Korku, umudumu defalarca tehdit etmiş olabilir, ancak pes etmeyi reddediyorum. Hiç şüphe yok ki değiştim. Ama bunun için daha güçlüyüm biliyorum.
Neyle karşı karşıya kalırsanız, yalnız olmadığınızı bilin. Kaybınız, umutsuzluğunuz ve acınız şimdi aşılmaz görünse de, sizin de yeniden neşe bulacağınız bir zaman gelecek.
Acil ektopik ameliyatımdan sonraki en kötü acı anlarında, diğer tarafa - anneliğe {textend} gideceğimi hiç düşünmemiştim.
Ama şimdi size yazdığım gibi, buraya gelmek için karşılaştığım acı dolu yolculuğun yanı sıra beni ileriye götüren umudun gücüne de hayranım.
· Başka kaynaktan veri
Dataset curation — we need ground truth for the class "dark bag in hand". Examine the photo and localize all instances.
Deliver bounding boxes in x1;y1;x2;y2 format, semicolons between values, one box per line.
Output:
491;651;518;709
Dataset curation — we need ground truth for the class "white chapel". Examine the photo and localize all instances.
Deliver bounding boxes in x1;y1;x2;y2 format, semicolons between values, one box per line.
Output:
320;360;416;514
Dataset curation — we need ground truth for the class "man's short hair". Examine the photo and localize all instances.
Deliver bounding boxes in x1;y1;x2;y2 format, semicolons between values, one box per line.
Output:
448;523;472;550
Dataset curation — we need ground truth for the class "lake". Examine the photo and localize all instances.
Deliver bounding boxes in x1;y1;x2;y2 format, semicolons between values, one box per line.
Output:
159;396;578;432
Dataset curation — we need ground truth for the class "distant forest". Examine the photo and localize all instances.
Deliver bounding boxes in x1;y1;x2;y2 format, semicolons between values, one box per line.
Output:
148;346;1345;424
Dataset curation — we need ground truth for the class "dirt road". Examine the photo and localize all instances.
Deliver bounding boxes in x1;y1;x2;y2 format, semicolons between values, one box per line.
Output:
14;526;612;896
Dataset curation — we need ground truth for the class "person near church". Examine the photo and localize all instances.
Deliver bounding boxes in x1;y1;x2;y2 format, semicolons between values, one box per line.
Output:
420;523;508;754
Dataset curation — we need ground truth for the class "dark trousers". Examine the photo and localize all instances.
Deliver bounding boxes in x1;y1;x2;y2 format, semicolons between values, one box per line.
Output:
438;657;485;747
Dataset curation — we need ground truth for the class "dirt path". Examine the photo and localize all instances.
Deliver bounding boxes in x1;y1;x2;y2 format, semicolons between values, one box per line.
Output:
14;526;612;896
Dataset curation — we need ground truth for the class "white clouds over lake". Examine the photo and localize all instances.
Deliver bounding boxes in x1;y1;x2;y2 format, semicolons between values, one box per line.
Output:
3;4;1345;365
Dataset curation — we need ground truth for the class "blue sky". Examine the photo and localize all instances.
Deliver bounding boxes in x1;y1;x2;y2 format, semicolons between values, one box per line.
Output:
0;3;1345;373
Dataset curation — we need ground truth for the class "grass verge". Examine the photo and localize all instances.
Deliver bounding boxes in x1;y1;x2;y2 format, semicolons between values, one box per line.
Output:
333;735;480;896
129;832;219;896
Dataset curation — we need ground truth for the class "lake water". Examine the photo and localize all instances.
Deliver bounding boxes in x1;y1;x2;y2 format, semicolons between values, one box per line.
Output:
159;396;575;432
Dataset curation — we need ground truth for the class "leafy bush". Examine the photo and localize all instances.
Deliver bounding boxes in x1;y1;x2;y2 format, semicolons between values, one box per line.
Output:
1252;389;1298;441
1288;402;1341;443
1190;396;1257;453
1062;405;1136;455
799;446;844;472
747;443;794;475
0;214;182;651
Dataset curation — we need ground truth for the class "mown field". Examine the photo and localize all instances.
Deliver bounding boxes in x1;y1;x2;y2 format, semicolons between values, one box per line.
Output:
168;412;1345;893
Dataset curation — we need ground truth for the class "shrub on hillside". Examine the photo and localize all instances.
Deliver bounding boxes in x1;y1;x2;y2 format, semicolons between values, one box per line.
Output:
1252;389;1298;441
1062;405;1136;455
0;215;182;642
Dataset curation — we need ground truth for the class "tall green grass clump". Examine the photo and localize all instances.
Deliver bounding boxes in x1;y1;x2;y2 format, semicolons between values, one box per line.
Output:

Artık yaşadığım her şeyin beni bu yeni neşe sezonuna hazırladığını biliyorum. Bu kayıplar, ne kadar acı verici olursa olsun, bugün kim olduğumu şekillendirdi - {textend} sadece bir kurtulan olarak değil, aynı zamanda bu dünyaya yeni bir hayat getirmeye hazır, şiddetli ve kararlı bir anne olarak.
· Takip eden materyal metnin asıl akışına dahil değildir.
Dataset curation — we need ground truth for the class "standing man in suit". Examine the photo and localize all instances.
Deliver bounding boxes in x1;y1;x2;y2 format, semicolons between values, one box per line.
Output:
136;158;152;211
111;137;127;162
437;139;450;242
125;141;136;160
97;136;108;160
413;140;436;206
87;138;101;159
Bir şey öğrendiysem, o da ileriye giden yolun sizin zaman çizelgenizde olmayabilir ve tam olarak planladığınız gibi olmayabilir. Ama virajın hemen yanında iyi bir şey sizi bekliyor.
Anna Crollman bir stil meraklısı, yaşam tarzı blog yazarı ve göğüs kanseri sürücüdür. Kendi hikayesini ve kendini sevme ve sağlık mesajını blogunda ve sosyal medyasında paylaşarak dünyanın dört bir yanındaki kadınlara güçlük, özgüven ve tarzla güçlüklerle karşılaşmaları için ilham veriyor.